2, experimental result
After the quantitative fluorescent PCR reaction finished, the utilization instrument carried software, reads sample copy number to be checked.The result is: HSV1 standard positive mould 10
8Copies/ml, 10
7Copies/ml, 10
6Copies/ml, 10
5Copies/ml, 10
4Copies/ml, 10
3The CT value of copies/ml is respectively 16.11,19.62, and 22.33,26.98,30.59,34.02; HSV2 standard positive mould 10
8Copies/ml, 10
7Copies/ml, 10
6Copies/ml, 10
5Copies/ml, 10
4Copies/ml, 10
3The CT value of copies/ml is respectively 16.71,20.02, and 23.16,27.35,31.14,34.57; Negative control is 40.
Revision test is 3 times repeatedly, obtains the HSV2 value and carries out statistical analysis P>0.05, and the data difference nonsignificance illustrates that the detected result between its different batches has comparability, has good repeatability.

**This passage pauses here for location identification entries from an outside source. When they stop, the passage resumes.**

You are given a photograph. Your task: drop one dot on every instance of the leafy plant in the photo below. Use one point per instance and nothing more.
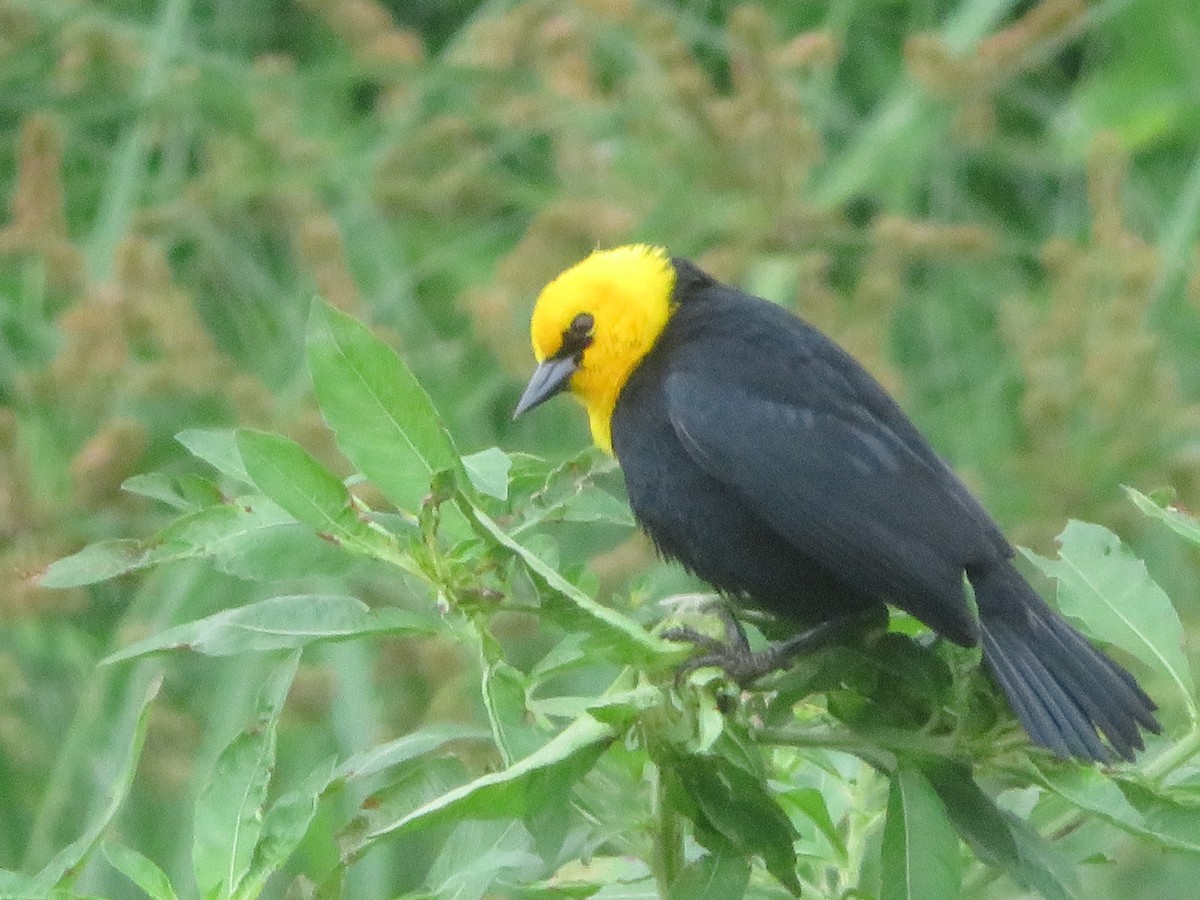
(880, 771)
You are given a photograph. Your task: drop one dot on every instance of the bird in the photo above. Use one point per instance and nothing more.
(766, 460)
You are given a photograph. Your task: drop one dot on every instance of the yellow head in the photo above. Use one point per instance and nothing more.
(593, 324)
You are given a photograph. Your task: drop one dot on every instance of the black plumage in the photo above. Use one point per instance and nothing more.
(771, 463)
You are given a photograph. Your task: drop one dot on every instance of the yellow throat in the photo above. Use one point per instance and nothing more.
(627, 292)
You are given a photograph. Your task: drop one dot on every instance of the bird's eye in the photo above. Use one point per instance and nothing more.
(581, 325)
(577, 336)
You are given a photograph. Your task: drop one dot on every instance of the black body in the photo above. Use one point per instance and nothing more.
(768, 462)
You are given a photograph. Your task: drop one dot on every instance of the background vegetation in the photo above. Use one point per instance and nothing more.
(994, 204)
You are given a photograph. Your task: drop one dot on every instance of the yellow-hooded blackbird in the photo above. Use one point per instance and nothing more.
(767, 461)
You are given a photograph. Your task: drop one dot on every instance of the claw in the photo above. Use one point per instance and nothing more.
(743, 665)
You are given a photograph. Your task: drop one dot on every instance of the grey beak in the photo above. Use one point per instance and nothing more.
(546, 381)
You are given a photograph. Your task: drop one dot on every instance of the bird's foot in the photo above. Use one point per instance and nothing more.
(735, 657)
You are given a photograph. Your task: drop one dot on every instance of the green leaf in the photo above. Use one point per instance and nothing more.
(505, 691)
(489, 472)
(108, 559)
(975, 816)
(811, 803)
(71, 858)
(141, 870)
(1133, 808)
(289, 475)
(418, 743)
(921, 858)
(479, 856)
(19, 886)
(281, 623)
(219, 449)
(229, 810)
(1174, 519)
(283, 827)
(999, 838)
(522, 789)
(574, 610)
(312, 495)
(712, 877)
(736, 814)
(379, 413)
(183, 492)
(1107, 588)
(250, 538)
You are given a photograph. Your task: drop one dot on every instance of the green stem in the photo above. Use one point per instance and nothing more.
(877, 748)
(667, 838)
(1179, 754)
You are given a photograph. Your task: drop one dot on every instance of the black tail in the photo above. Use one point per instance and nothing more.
(1066, 693)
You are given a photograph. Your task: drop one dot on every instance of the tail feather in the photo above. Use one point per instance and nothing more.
(1066, 693)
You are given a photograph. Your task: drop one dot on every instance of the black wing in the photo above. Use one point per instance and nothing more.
(853, 492)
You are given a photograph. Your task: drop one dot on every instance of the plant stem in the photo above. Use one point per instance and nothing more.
(667, 859)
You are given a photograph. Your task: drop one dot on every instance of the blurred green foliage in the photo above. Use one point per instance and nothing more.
(995, 205)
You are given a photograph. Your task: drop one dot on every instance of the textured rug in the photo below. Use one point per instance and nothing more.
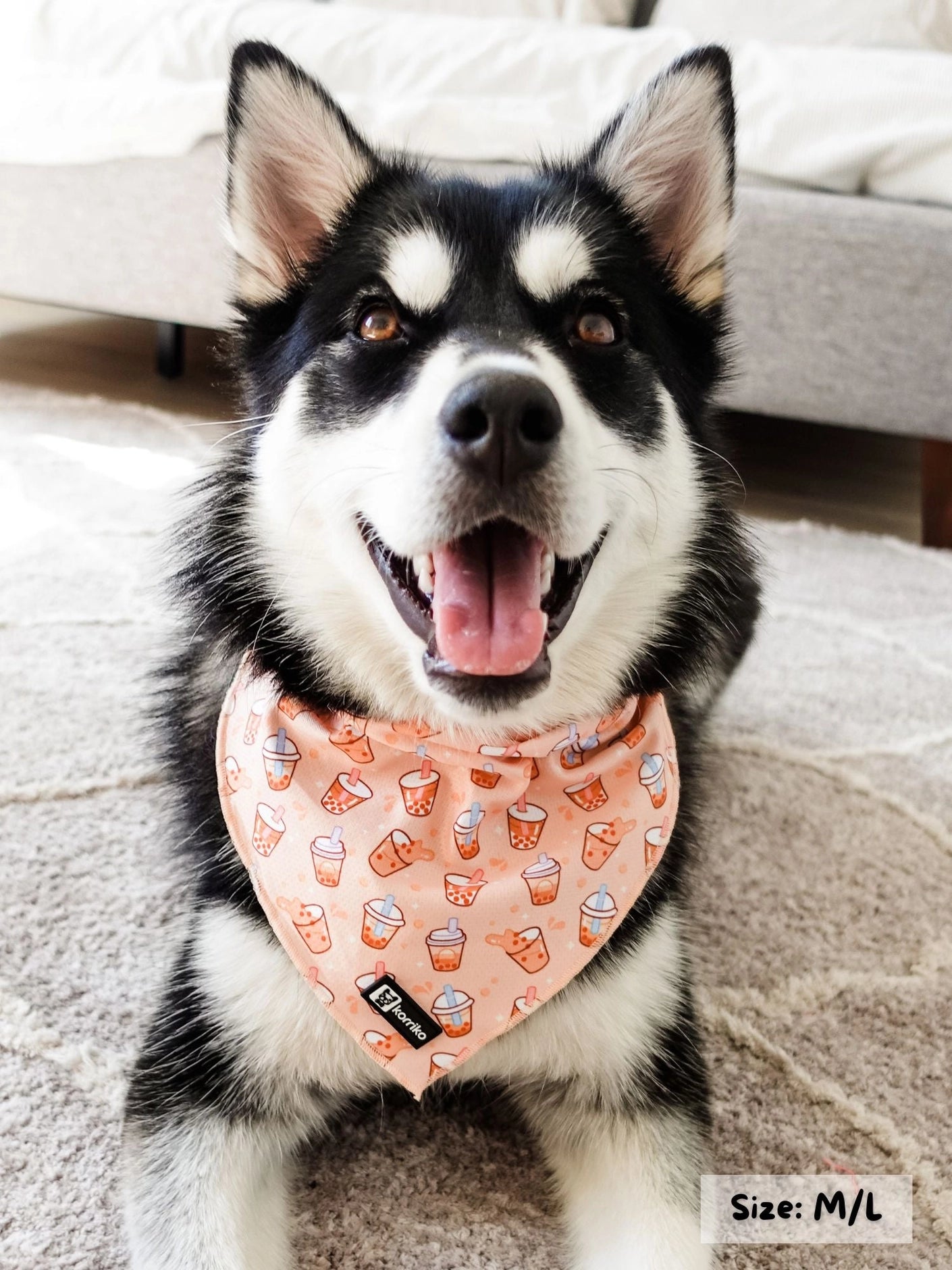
(824, 905)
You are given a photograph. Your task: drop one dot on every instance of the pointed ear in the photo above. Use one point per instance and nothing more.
(669, 157)
(295, 163)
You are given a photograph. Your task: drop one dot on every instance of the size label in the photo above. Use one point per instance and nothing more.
(402, 1011)
(806, 1208)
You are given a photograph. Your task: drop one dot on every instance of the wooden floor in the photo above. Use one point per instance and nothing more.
(860, 480)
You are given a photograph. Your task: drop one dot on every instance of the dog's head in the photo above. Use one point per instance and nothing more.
(476, 489)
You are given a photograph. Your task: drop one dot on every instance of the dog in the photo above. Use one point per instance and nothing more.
(440, 372)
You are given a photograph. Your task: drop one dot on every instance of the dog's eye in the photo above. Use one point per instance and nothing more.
(594, 328)
(379, 322)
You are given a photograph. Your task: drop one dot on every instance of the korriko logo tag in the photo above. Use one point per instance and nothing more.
(402, 1011)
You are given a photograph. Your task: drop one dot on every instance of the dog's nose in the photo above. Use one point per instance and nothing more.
(502, 424)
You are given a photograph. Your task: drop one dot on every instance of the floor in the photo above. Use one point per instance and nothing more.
(791, 470)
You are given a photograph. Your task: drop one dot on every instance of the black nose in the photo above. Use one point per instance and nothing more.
(502, 424)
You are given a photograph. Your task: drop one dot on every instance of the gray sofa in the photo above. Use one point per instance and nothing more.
(842, 304)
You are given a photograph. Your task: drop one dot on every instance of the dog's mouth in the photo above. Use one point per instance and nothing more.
(487, 605)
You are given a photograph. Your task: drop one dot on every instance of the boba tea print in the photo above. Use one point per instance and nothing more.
(477, 879)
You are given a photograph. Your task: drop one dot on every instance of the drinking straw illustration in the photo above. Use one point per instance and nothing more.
(451, 1002)
(600, 903)
(384, 912)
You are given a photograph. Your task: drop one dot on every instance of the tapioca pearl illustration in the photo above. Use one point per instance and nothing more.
(589, 793)
(268, 828)
(461, 889)
(454, 1011)
(419, 789)
(398, 851)
(598, 912)
(523, 1006)
(382, 919)
(346, 792)
(526, 823)
(441, 1063)
(327, 855)
(291, 707)
(388, 1046)
(656, 842)
(353, 740)
(542, 879)
(281, 757)
(602, 838)
(652, 776)
(254, 720)
(310, 922)
(466, 831)
(446, 946)
(526, 948)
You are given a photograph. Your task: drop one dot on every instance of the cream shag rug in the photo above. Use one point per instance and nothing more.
(824, 905)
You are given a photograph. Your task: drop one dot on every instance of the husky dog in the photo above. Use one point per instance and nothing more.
(479, 488)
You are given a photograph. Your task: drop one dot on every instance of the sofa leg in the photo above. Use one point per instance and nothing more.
(169, 349)
(937, 493)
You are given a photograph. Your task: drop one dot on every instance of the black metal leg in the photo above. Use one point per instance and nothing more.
(169, 349)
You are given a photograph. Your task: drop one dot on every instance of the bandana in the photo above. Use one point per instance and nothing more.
(435, 896)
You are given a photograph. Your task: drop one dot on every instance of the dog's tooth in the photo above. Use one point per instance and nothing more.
(545, 572)
(423, 568)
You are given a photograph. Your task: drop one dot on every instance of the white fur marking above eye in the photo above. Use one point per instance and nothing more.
(419, 270)
(551, 258)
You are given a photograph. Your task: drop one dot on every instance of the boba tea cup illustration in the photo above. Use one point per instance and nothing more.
(419, 788)
(652, 776)
(327, 857)
(526, 948)
(526, 825)
(466, 831)
(446, 946)
(602, 838)
(542, 879)
(353, 740)
(441, 1065)
(310, 922)
(281, 757)
(398, 851)
(598, 912)
(589, 793)
(523, 1006)
(254, 720)
(346, 792)
(382, 919)
(386, 1044)
(462, 890)
(268, 830)
(454, 1011)
(656, 842)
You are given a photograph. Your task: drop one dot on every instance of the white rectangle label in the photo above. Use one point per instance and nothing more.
(806, 1208)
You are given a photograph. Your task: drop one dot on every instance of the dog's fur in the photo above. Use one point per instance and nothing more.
(242, 1062)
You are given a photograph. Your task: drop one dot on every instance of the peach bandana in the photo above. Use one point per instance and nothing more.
(434, 896)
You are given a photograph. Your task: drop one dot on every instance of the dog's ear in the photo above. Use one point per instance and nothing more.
(295, 163)
(669, 157)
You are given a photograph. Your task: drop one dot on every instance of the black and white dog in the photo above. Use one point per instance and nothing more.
(434, 366)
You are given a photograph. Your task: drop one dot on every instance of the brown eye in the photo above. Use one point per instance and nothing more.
(594, 328)
(379, 322)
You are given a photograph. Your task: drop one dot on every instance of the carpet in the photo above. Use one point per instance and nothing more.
(823, 906)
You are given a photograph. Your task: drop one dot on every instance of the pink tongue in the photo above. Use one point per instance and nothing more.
(486, 601)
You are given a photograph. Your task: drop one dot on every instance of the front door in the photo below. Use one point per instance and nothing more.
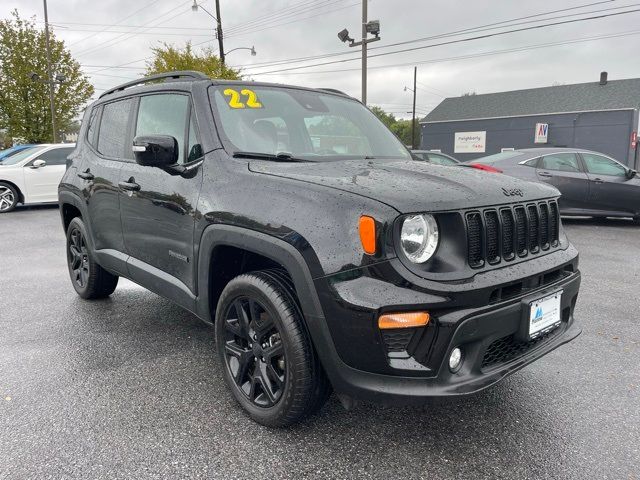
(563, 171)
(610, 189)
(41, 182)
(158, 213)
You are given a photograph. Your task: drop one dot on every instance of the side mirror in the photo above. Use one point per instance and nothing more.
(155, 150)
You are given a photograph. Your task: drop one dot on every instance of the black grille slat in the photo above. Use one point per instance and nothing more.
(521, 231)
(492, 225)
(534, 230)
(474, 239)
(554, 224)
(544, 226)
(496, 234)
(508, 235)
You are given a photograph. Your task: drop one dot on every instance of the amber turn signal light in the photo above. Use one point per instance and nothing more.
(368, 234)
(403, 320)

Can illustrate that from above-mentioned example this invents real-time TaqMan fluorescence quantitative PCR detection system, can be used for synchronous detection by quantitative and the Rapid identification of HSV1 and HSV2.Under the prerequisite of the good clinical sample of advanced processing, the TaqMan fluorescence quantitative PCR detection only need be spent 1.5 hours in real time, and conventional PCR detects owing to need the electrophoretic analysis of PCR product gel, approximately needs 4 hours, and cultivating rule needs time a couple of days.And in real time the TaqMan quantitative fluorescent PCR carries out real-time fluorescence signal monitoring and analysis in the stopped pipe mode in amplification, thereby has reduced the possibility that the crossed contamination of PCR product causes false positive results, has strengthened the specificity that detects greatly.The TaqMan-M6B probe can effectively be differentiated the variation of single base in the allelotrope.We use the positive control type strain, clinical separation strain, and the negative control type strain has been verified this reaction system, experimental result all shows fabulous specificity.
Have advantage simple fast, highly sensitive, high specificity with method synchronous detection herpes simplex virus I-type of the present invention and II type, have more importantly use value.